College Park justifiably prides itself on being one of the most progressive cities in Maryland. It has upheld sanctuary city policies to protect undocumented immigrants and supported Deferred Action for Childhood Arrivals. It has invested in renewable energy, reduced greenhouse emissions and pursued other sustainability initiatives. It has given money to local schools and provided scholarships for residents to attend summer camps at this university.
But on voting policies, College Park is far behind the curve. While many cities and municipalities in Maryland — and the state itself — allow any voter to request an absentee ballot without stating a reason, College Park will give absentee ballots for five reasons only: being out of the city on Election Day; being unable to vote due to illness, a disability or an accident; being stuck in an institution; having a death or illness in one's immediate family; or being a full-time student with schedule conflicts at any college or university outside the city.

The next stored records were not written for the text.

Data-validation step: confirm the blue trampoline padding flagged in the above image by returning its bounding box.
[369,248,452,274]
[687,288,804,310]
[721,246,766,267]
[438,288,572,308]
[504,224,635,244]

The narrowness of that last reason has been the source of some controversy, and understandably so. Students in the city who attend Towson University, the University of Baltimore or any university other than this one can get absentee ballots, while students at the University of Maryland can't. College Park, for better or for worse, is a college town; that it would grant that right to students who attend other institutions while denying it to students at this university is unconscionable.
Mayor Patrick Wojahn expressed his support for expanding absentee voting, lamenting that College Park is "an anomaly" in the area for its absentee ballot restrictions. He said he thinks the city should "provide people access to the ballot … to the greatest extent possible." But the city council did not move forward with a no-excuse absentee voting proposal at a recent meeting, despite the support of this university's Student Government Association.
In last year's College Park elections, lines for voting at City Hall grew as long as 14 minutes, according to Board of Election Supervisors Chief Jack Robson. That may not be a long wait for many permanent city residents, but for students — many of whom must balance a full courseload with part-time jobs — it's a hassle at best and an impassable obstacle at worst. Students who don't own cars have to spend even more time taking a bus or walking to polling places, which are all off the campus, and commuter students must travel even further to cast their ballots.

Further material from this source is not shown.